3.bölüm "telafi daveti"

77 44 13
                                    

Baktım.
Çok uzaklara baktım.
Bir gemi vardı o baktığım uzak yerde minicik görünüyordu oysaki uzakta olduğu için öyleydi.

Tekrardan gelen bildirim sesi ile irkildim.

Yine umursamadım
Kim beni önemsiyorda ben onları sayıp sevicektim

Bu zamana kadar çevremdeki insanlara karşı hep böyleydim.
Seversem tam sever silersem tam silerdim.

Karşımdaki insanı sevmesemde saygı duyardım ben.

Mora doğru çevirdim kafamı tam o esnada telefonum çalmaya başladı
Sanırım gelen mesejlar indirimle alakalı değildi.

Ekranı açtım ve numaraya baktım ısrarla çalıyordu.

Açtım.

"Alo" dedim tok bir sesle.

"Alo"

Bu tanıdığım bir sesdi evet bu oydu.

"Müsaitsen telafi yemeğine çağırmak istiyorum seni" dedi

"Bir dakika sen benim numaramı nereden buldun?"

"Buldum bir şekilde"dedi.

"Peki.
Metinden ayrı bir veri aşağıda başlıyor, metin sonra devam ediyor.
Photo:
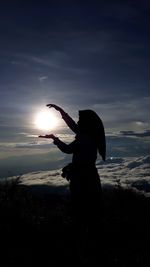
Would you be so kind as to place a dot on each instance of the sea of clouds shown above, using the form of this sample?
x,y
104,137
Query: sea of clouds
x,y
131,172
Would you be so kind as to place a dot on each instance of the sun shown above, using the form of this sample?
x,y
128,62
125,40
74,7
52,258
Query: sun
x,y
46,120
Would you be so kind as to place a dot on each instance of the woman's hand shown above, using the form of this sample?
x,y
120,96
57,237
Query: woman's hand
x,y
55,106
49,136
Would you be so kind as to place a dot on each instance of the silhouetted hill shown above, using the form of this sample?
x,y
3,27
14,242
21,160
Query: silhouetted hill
x,y
38,229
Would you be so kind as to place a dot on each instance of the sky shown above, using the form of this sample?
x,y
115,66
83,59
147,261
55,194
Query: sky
x,y
79,55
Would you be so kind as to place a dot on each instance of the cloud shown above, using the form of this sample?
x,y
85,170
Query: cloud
x,y
129,172
136,134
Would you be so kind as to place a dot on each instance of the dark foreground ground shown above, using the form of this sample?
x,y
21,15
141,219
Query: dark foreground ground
x,y
36,229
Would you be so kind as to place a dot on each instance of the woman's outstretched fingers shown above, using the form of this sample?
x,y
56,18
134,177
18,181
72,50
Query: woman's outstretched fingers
x,y
54,106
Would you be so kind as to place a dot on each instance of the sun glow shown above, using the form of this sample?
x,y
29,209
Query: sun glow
x,y
46,120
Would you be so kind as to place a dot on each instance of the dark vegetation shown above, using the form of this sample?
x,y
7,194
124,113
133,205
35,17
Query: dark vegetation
x,y
37,229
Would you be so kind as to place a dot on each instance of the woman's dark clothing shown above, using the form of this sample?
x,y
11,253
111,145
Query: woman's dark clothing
x,y
85,184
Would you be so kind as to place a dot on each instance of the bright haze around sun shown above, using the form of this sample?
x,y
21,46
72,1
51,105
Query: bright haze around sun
x,y
45,120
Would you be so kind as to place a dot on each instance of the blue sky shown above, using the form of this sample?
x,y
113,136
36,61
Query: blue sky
x,y
77,55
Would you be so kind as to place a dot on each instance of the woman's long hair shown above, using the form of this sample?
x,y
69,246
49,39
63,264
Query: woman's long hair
x,y
90,123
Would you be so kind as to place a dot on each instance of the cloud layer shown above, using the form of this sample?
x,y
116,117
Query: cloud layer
x,y
127,172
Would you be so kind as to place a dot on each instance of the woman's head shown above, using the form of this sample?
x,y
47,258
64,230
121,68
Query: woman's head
x,y
90,123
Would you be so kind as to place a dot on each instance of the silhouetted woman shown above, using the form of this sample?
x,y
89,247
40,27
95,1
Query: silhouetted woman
x,y
84,180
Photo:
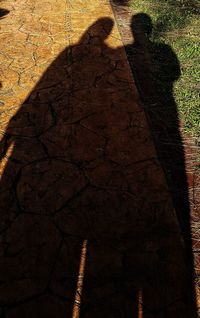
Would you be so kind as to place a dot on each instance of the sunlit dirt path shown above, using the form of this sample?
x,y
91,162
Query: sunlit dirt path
x,y
86,216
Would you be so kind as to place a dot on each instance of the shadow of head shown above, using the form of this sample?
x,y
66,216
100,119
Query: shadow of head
x,y
98,31
3,12
141,23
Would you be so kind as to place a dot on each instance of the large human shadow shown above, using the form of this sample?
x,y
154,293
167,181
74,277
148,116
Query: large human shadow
x,y
79,164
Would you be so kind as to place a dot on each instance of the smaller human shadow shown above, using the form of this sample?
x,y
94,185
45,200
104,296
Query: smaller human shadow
x,y
156,67
3,13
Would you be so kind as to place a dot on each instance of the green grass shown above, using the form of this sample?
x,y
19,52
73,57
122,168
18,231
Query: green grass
x,y
176,24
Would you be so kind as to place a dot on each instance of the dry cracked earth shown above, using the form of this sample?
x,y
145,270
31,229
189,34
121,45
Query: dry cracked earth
x,y
78,163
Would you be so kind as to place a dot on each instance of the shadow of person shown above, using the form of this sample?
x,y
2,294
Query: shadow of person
x,y
79,164
155,68
3,12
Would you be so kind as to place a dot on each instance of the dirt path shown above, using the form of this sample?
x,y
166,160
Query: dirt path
x,y
78,164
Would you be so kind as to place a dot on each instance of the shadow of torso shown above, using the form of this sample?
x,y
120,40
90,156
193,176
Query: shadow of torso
x,y
83,167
Nerede buluşuyoruz o zaman" diye sordum.

"Bana gel" dedi sanki volkanı patlamış bir dağ alevi gibi sımsıcak çıkıyordu sesi.
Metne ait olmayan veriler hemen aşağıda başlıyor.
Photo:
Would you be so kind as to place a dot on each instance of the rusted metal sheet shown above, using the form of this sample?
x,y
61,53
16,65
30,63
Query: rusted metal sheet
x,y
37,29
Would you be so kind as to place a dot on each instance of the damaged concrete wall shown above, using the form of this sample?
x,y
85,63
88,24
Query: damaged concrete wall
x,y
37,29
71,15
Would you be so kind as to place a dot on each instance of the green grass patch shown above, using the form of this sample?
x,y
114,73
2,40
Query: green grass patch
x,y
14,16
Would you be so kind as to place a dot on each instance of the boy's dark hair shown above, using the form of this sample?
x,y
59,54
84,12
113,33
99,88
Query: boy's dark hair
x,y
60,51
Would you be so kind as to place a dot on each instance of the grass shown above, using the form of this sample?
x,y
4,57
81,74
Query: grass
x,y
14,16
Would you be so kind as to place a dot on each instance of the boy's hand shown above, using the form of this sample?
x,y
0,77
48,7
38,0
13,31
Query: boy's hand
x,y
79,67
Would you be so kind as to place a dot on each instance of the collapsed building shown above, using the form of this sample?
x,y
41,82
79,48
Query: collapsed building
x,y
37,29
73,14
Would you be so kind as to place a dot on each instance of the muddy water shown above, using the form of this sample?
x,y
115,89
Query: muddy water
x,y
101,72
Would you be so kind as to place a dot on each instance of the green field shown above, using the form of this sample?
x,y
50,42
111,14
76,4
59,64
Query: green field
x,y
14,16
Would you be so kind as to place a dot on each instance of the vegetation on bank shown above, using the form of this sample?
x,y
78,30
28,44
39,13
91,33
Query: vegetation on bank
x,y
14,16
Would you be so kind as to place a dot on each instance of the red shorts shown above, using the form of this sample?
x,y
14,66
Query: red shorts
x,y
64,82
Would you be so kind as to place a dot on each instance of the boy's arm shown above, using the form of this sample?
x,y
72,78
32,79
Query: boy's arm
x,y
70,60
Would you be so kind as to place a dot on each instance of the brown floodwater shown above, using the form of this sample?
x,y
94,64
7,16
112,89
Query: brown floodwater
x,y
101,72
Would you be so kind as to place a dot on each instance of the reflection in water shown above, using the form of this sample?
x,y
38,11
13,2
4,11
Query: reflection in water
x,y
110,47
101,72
"Yani şey ben evde bir şeyler hazırladım yeriz sonra itersen dolaşmaya çıkabiliriz"

"Tamamdır.
Konum at geleyim"

"Benim almamı ister misin?"

"Yok artık daha neler gelirim ben yeşilli kızı ayağıma mı çağırayım bide öküz herifler gibi" dedim.

Kıkırdadığını duyar gibi oldum muhtemelen yaptığım benzetme komiğine gitmişti.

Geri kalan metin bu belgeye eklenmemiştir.